SU KITLIĞI İÇİN GÜNEŞ ENERJİLİ ÇÖZÜMLER
BUGÜN bir dünya devi haline gelen Grundfos, İkinci Dünya Savaşı’nın sonlarında zorlu bir dönemde bir mühendis ya da teknik adam olmayan ama ciddi bir vizyoner girişimci olan Poul Due Jensen tarafından kurulmuş. Jensen o yıllarda bölgesindeki çiftçilerin sulama sorunlarının çözümüne katkı sağlamak üzere çalışmış ve bir pompa geliştirmiş. Geliştirdiği pompa gerçekten de işe yaramış ve çiftçiler bu pompayı kullanarak, tarlalarını sulamışlar.

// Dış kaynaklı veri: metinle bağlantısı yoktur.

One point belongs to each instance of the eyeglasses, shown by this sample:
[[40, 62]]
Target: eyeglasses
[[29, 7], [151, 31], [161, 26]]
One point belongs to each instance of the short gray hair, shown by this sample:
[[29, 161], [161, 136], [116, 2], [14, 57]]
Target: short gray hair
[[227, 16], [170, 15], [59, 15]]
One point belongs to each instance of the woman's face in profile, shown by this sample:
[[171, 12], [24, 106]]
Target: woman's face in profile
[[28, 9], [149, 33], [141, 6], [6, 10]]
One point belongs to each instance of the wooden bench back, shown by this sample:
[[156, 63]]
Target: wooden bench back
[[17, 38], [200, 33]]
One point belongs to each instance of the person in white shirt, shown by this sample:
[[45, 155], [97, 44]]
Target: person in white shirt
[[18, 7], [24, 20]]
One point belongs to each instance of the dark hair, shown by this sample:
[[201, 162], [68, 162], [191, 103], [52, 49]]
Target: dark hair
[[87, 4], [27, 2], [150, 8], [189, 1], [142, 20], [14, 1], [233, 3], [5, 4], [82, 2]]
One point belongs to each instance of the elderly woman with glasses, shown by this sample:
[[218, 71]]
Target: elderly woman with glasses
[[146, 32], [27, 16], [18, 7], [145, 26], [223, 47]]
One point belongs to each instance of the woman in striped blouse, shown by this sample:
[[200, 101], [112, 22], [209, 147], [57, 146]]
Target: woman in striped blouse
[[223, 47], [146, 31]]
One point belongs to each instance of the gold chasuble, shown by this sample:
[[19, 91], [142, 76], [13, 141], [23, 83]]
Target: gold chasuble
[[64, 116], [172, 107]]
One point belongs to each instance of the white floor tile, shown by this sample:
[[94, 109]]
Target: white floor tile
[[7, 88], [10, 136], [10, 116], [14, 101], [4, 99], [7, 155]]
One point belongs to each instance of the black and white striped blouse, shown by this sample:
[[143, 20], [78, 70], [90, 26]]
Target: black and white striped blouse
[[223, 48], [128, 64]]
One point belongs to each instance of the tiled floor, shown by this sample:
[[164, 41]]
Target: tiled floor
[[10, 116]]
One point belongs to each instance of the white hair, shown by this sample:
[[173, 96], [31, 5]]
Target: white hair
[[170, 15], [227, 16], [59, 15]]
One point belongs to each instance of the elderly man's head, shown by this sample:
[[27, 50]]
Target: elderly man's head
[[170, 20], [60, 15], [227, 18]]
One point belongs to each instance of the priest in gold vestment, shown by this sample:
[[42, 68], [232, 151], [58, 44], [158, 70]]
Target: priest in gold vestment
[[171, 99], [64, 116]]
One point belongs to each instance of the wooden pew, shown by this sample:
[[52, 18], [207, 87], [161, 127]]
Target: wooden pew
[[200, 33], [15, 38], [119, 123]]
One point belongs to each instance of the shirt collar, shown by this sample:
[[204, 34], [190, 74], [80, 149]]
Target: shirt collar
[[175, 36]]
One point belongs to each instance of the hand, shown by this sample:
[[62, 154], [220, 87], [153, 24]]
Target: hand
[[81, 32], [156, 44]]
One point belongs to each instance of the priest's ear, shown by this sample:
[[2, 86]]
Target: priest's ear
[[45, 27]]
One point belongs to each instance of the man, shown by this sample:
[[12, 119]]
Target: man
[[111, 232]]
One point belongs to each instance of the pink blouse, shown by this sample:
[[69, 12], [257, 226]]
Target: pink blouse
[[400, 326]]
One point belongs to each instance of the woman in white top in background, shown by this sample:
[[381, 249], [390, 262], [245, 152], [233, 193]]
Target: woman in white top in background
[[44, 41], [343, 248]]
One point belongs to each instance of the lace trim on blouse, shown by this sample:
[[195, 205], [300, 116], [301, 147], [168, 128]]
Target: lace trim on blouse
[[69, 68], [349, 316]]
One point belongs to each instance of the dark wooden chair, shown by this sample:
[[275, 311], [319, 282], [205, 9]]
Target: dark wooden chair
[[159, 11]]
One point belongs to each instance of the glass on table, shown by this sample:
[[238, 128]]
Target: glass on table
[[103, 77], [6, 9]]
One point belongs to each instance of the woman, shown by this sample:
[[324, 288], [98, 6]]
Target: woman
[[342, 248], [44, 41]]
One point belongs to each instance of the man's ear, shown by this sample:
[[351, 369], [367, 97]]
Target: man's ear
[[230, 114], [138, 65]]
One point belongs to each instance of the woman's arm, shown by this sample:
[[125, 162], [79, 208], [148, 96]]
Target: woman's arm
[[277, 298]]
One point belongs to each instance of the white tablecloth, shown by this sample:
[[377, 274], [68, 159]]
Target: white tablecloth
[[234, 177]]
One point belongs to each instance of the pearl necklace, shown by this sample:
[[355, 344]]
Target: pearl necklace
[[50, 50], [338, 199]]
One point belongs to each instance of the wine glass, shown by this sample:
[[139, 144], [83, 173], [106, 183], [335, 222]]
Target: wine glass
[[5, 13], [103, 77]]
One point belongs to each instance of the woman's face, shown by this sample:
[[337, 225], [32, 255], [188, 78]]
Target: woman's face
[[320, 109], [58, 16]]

Bugün dünyada 1 milyarı aşkın insanın su kıtlığı olan bölgelerde yaşadığını hatırlatarak, bu konuda ne gibi çalışmaları olduğunu sorduğumuz Nipper, “STK’larla insanların temiz suya ulaşmasını sağlayacak projeler üzerinde çalışıyoruz. Mülteci toplulukları dünyanın en su kıtlığı çakan bölgeleri olabiliyor. Bu topluluklara güvenli içme suyu sağlamanın akıllıca yöntemlerini bulmaya çalışıyoruz. Güneş enerjisi çözümlerini agresif bir şekilde teşvik ediyoruz çünkü suya erişimi olmayan 700 milyon insanın çoğu kırsal toplumlarda ve Hindistan, Bangladeş gibi yerlerde. Başka türlü güvenilir elektriğe erişemeyen toplumlarda içme suyu ve sulama suyu sağlamak üzere güneş enerjili pompaları desteklemek için hükümet programları ile birlikte çalışıyoruz” dedi.